La Chine vient de rebaptiser une montagne. A priori, ce n'est pas une nouvelle à sensation. Précisons. La montagne s'appelait « le pilier du Ciel » et son nouveau nom de baptême est celui du titre d'un film à succès (dont nous tairons le nom) auquel elle a servi de décor. Cela retiendra un peu plus l'intérêt, mais on n'y verra sans doute pas matière à scandale. Aucun dégât, aucune pollution n'est à constater sur ce mont, pollution dont la Chine par ailleurs n'est pourtant pas avare.
Malgré tout, il ne manque pas de se jouer là un certain drame. Drame culturel au pays de la Révolution culturelle. Les dégâts sont invisibles, mais l'appellation atteint l'environnement aussi gravement qu'une pollution.
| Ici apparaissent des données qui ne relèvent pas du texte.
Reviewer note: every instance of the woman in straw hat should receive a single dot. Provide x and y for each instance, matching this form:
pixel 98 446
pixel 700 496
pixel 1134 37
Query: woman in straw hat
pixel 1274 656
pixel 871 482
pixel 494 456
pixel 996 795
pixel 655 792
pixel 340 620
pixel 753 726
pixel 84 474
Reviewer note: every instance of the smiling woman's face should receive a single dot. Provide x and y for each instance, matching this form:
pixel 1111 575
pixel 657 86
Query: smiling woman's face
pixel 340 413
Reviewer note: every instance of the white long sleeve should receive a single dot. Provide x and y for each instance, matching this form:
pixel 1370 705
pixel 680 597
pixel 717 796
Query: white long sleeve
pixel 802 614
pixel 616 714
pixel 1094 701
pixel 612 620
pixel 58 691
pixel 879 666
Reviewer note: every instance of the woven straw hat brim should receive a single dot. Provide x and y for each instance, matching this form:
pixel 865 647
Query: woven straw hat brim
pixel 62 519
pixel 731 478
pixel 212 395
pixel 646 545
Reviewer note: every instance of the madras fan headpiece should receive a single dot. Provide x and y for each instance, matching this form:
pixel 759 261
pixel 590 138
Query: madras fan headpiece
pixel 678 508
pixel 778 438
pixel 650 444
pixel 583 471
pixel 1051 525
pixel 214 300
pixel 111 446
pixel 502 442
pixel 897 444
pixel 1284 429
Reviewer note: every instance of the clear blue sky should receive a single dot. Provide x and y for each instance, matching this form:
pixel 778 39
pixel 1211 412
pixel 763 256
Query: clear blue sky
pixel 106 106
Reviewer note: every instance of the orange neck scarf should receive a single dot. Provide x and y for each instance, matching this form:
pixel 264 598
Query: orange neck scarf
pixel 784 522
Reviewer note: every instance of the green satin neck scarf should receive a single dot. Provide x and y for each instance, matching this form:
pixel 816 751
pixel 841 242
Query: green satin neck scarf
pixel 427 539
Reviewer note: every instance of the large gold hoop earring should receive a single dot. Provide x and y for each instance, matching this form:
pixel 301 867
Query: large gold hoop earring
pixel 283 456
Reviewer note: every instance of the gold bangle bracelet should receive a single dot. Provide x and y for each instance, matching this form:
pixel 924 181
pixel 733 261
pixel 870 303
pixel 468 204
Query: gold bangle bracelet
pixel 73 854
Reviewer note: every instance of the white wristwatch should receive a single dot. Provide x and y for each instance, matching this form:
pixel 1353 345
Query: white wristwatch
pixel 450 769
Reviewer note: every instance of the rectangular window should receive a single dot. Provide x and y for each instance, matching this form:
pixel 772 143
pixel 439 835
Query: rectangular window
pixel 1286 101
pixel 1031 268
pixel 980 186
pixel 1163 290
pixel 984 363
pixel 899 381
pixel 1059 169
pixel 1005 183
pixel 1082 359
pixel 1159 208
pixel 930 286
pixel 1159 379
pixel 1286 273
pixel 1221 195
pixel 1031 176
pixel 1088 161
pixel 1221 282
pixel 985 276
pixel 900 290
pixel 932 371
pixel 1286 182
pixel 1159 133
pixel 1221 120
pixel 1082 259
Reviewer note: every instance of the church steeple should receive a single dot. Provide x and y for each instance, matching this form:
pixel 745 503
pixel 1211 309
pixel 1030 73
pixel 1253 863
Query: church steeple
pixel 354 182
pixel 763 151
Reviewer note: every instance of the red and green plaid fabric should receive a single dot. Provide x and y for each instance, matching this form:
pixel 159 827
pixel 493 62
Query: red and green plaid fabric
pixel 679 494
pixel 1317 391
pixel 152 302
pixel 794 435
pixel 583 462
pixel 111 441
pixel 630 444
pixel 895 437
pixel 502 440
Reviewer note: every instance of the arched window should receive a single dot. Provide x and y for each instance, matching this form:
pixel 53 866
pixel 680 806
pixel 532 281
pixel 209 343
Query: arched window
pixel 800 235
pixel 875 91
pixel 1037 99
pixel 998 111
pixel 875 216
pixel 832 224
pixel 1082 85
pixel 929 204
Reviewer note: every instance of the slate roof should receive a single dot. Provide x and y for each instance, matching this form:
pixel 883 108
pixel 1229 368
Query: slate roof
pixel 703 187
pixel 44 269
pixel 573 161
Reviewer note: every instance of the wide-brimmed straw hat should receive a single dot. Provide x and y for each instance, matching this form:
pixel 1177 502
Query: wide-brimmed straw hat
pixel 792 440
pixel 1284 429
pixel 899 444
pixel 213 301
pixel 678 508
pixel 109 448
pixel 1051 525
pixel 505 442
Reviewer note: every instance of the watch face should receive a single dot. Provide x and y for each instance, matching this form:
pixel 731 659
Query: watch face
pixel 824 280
Il s'agit ici d'un méfait en rapport avec le langage.
Une chose n'existant aujourd'hui qu'issue d'une usine ou d'un studio de cinéma, nous pourrons bientôt dire qu'au commencement était le verbe publicitaire, car c'est lui qui devient le principal pourvoyeur de langage et de sens. La publicité profanait déjà les rues, maculait les tee-shirts, s'imprimait dans les cerveaux. À quand les néons des marques sur les sommets, de la part d'un pouvoir qui feint aujourd'hui de renouer avec Confucius ? C'est un peu comme si la montagne n'existait pas avant d'être filmée. Elle reçoit son existence de la caméra.
Et sans doute fallait-il passer au plus vite d'une montagne vénérée à une montagne à succès avec l'Exposition universelle ; sortir de la torpeur des temps mythiques pour s'élancer dans l'instant marchand. Rares sont les pays qui peuvent se flatter de posséder une montagne présente dans les hits. En tout cas, voici la montagne réquisitionnée pour la promotion du régime. Elle était de cette nation, elle devra être nationaliste.
Mais ceci n'est pas propre à la Chine, la marchandise avance partout sa marée noire. Dans les pays les plus avancés, on construit de fausses montagnes. Dans la Chine émergente, on rend fausses les vraies.
Mais il s'agit moins de la montagne que de nous. Car, au fond, la victime, c'est l'esprit humain qui l'a rebaptisée. C'est la crédibilité du monde pour nous qui est en jeu, la foi dans la création. Le plus affligeant est que ce qu'elle pouvait nous dire comme pilier du Ciel pourrait s'être épuisé. Cela voudrait dire que l'esprit qui s'étonne, relie, associe, imagine, signifie, s'est effacé devant le cerveau qui calcule, vend et se vante.
C'est que la rationalité bornée s'entend bien avec le profit. Allons donc, qui pourrait croire encore qu'une montagne soutiendrait le ciel ? Mais cet esprit fort « à qui on ne la fait pas », n'est-il pas mentalement plus infirme et malheureux que le contemplatif qui, par ce nom et par ce mont, voyait s'établir le lien entre terre et ciel ?
Sans le pilier du Ciel, il ne faudra pas s'étonner que ce dernier finisse par nous tomber sur la tête.
Vous aurez noté que je n'ai pas prononcé le nouveau nom. Je n'irai voir ni le film ni la montagne, mais elle restera pour moi le pilier du Ciel. Tout logique et raisonnable que je suis, c'est plutôt par ce nom qu'avec les montagnes je puis vivre en bonne intelligence.